NOTE: The reader at this point, after reading these first three posts on Exodus, and indeed, our work in Genesis, will surely have noticed the allegorical method of interpretation. We are not reading the text in a typically Western way. Rather, we are reading the texts as they originally were intended to be read. In James Kugel’s book, The Bible as it Was, he gives 4 presuppositions about the Bible everyone operated with before higher critical methods since the Enlightenment. The first is that all ancient interpreters believed that the Bible was a fundamentally cryptic document. It says one thing on the surface, but its deeper meaning yields itself to the holy and wise. Second, the Bible is one great book of instruction that makes demands on the reader unlike any other literature. The third is that the Bible is perfect and perfectly harmonious. If there is a mistake, the problem is with the reader, an illusion, or able to be clarified. Finally, the Bible is divinely inspired even though conveyed through fallible men.

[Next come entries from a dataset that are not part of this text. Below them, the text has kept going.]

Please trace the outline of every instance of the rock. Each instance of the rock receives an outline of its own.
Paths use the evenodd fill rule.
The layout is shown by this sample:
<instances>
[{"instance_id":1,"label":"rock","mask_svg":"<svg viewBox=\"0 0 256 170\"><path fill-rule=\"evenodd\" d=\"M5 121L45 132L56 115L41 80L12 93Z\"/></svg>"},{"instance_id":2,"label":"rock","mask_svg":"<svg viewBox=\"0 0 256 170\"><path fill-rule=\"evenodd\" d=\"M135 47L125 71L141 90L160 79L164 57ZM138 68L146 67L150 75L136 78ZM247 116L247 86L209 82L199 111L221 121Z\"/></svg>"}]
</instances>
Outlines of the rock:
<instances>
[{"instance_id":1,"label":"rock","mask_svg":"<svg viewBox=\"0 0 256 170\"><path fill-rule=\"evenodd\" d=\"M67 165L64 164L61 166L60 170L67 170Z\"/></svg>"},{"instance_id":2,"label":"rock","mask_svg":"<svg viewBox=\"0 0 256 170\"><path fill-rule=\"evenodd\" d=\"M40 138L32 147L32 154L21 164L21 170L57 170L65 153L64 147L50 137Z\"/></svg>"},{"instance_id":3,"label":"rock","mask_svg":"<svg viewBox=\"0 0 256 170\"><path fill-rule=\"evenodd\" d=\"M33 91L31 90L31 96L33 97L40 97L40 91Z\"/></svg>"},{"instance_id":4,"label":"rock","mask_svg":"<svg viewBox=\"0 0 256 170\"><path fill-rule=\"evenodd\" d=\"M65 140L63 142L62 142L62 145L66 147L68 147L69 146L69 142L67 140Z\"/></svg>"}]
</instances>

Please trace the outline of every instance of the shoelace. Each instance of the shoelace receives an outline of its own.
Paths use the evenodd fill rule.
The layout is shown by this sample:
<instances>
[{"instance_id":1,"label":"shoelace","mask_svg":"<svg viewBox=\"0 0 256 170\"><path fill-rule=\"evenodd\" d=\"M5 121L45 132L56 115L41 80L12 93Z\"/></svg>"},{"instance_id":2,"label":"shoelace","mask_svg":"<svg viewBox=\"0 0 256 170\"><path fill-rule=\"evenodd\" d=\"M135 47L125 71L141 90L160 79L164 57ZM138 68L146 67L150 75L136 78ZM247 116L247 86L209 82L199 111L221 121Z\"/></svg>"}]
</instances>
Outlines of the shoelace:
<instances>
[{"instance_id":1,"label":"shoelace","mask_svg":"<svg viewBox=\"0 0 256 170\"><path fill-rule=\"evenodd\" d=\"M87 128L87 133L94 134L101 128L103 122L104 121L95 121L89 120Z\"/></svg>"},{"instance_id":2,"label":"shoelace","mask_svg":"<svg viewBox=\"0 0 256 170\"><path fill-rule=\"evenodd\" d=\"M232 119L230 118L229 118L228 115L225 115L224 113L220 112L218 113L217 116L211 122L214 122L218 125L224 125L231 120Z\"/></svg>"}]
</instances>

Although we employ the best of modern scholarship, the modern reader will do well to embrace all four of these presuppositions to read Scripture as it was intended to be read. Indeed, the Bible can be likened to the incarnate Christ; very human and all that goes with it except sin, but at the same time divine. Without typology and allegory, the Old Testament is merely antiquated literature and has little direct meaning for today, and cannot speak of Jesus in its fullness. Typology and allegory are the Christological lens through which we see Jesus clearly in the whole of the Old Testament, not only in a few prophetic oracles.

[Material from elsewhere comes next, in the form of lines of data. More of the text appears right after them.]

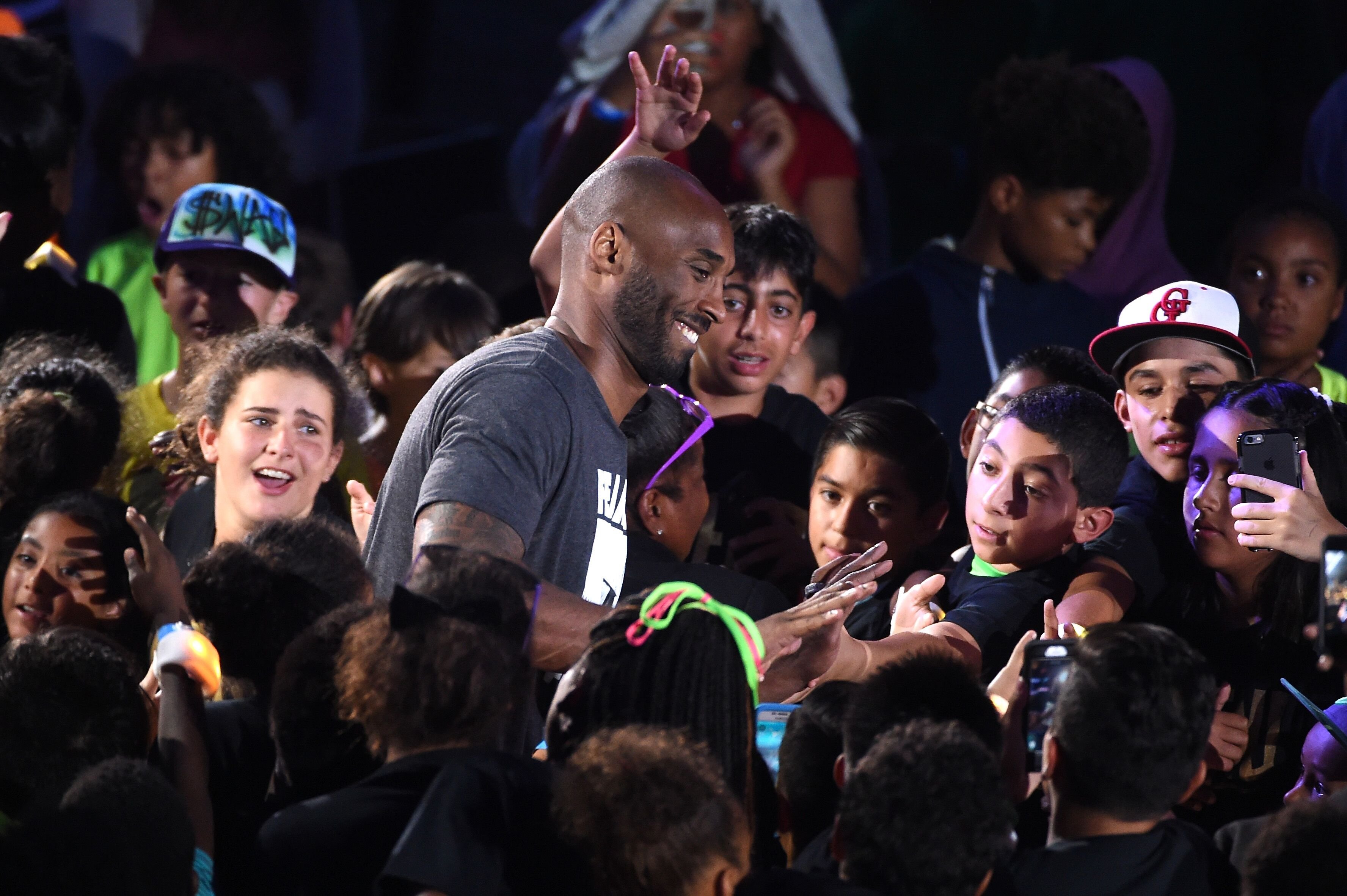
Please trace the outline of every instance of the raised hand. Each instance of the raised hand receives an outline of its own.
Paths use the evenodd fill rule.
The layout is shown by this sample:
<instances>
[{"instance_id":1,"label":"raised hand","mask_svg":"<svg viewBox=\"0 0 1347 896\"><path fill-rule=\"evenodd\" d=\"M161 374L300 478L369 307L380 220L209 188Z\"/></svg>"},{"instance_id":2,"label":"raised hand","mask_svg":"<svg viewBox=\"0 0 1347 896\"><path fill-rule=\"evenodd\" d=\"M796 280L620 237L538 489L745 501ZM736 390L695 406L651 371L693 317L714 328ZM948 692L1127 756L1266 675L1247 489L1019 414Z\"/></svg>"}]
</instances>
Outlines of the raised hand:
<instances>
[{"instance_id":1,"label":"raised hand","mask_svg":"<svg viewBox=\"0 0 1347 896\"><path fill-rule=\"evenodd\" d=\"M131 596L136 605L150 616L155 628L175 622L191 622L178 562L135 507L127 509L127 522L140 538L139 554L133 548L127 548L123 554L131 580Z\"/></svg>"},{"instance_id":2,"label":"raised hand","mask_svg":"<svg viewBox=\"0 0 1347 896\"><path fill-rule=\"evenodd\" d=\"M346 482L346 494L350 495L350 527L356 530L360 549L365 550L369 521L374 518L374 499L369 495L369 490L354 479Z\"/></svg>"},{"instance_id":3,"label":"raised hand","mask_svg":"<svg viewBox=\"0 0 1347 896\"><path fill-rule=\"evenodd\" d=\"M1230 509L1241 545L1272 548L1317 564L1324 538L1347 534L1347 526L1328 513L1315 470L1304 451L1300 452L1300 479L1304 488L1246 474L1230 476L1231 486L1261 491L1272 498L1270 502L1243 502Z\"/></svg>"},{"instance_id":4,"label":"raised hand","mask_svg":"<svg viewBox=\"0 0 1347 896\"><path fill-rule=\"evenodd\" d=\"M674 44L664 47L660 66L651 81L638 52L626 54L636 81L636 126L632 137L659 155L686 149L696 140L711 113L698 110L702 102L702 75L691 71L687 59L678 59Z\"/></svg>"}]
</instances>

Takeaway: Moses is not only “cosmic” man, as we discussed in the last post, but “everyman/woman” who is chosen by God to grow and develop from spiritual infancy into greater spiritual maturity.
Questions: 1. Can you identify with the young Moses in your journey of life? If so, how? 2) Can you relate to Kugel’s 4 presuppositions of the ancient reader? Why or why not?
Resources Used:
Kugel, James. The Bible as it Was. Harvard University: Belknap Press, 1997. Introduction, pp. 18ff.